Die Rolle der Identitätspolitik besteht darin, die Aufmerksamkeit von der eigentlichen Quelle polizeilicher Repression, Armut, Ungleichheit und Krieg abzulenken, d.h. vom kapitalistischen System. Sie dient dazu, die Arbeiterklasse zu spalten und die soziale Opposition in die Kanäle der Demokratischen Partei zu lenken – einer Partei der Wall Street, des Militär- und Geheimdienstapparats und der privilegierten oberen Mittelschicht.

Es war der afroamerikanische Präsident Barack Obama von den Demokraten, der die Polizei mit militärischem Gerät ausstattete. Wiederholt setzte er sich für Polizisten ein, die wegen rechtswidriger und verfassungswidriger Verstöße gegen Bürgerrechte angeklagt wurden. In aller Regel konnten sie zu Obamas Regierungszeiten ungestraft morden, ohne je angeklagt zu werden. Trump stützt sich auf die von seinem Vorgänger geschaffenen Grundlagen.
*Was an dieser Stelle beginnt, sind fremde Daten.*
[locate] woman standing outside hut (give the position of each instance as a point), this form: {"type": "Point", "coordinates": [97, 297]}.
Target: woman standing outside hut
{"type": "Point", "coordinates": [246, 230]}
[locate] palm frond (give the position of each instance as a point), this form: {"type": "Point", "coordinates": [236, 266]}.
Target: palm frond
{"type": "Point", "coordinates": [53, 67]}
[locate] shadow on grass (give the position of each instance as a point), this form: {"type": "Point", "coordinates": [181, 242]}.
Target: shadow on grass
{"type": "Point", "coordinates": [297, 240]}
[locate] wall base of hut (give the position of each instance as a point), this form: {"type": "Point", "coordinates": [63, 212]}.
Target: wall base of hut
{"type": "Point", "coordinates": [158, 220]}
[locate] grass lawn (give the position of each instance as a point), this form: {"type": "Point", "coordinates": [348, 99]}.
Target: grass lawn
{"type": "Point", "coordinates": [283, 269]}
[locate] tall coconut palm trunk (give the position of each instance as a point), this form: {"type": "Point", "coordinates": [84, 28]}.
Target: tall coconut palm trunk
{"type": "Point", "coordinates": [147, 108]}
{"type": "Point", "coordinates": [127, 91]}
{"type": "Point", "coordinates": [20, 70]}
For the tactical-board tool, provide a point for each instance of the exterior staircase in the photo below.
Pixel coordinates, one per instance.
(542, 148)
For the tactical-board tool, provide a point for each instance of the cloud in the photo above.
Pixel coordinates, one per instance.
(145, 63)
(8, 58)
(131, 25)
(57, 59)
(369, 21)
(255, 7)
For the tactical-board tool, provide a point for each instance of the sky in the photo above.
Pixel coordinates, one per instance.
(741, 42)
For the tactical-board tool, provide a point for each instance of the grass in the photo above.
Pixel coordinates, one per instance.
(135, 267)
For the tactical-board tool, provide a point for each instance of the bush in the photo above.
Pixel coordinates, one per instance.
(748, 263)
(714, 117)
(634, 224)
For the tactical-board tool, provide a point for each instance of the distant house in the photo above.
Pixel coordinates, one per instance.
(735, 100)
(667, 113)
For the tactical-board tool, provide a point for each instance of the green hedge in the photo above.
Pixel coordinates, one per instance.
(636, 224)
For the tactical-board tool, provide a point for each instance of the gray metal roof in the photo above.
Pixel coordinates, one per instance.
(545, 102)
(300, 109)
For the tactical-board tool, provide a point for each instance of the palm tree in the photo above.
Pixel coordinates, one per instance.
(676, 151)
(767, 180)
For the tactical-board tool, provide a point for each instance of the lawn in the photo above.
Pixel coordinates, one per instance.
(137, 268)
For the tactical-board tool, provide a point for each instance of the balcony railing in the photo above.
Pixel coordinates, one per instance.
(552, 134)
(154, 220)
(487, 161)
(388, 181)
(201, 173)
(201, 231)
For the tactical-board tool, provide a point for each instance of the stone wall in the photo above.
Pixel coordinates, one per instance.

Die Polizei gehört zu dem Teil des kapitalistischen Staats, den Friedrich Engels als „besondere Formationen bewaffneter Menschen“ bezeichnete. Sie kann nicht reformiert werden, indem mehr Angehörige von Minderheiten Polizisten werden oder die zivile Aufsicht verbessert wird. Der Staat ist keine neutrale Instanz. Es ist ein Unterdrückungsinstrument der herrschenden Klasse.

Aufgrund der wirtschaftlichen, sozialen und politischen Krise des kapitalistischen Systems und der wachsenden Bewegung der Arbeiterklasse gegen soziale Ungleichheit wendet sich die herrschende Elite in den USA und weltweit mehr und mehr offen diktatorischen Herrschaftsformen zu.

Jugendliche und Arbeiter, die gegen Polizeigewalt und ‑morde kämpfen wollen, müssen sich auf die wachsende Bewegung von Arbeitern aller Hautfarben und Nationalitäten orientieren. So müssen die Lehrer, Beschäftigten im Gesundheitswesen und Industriearbeiter, die in größerer Zahl streiken als seit Jahrzehnten, im Kampf für echte Gleichheit und Demokratie im Sozialismus vereint werden.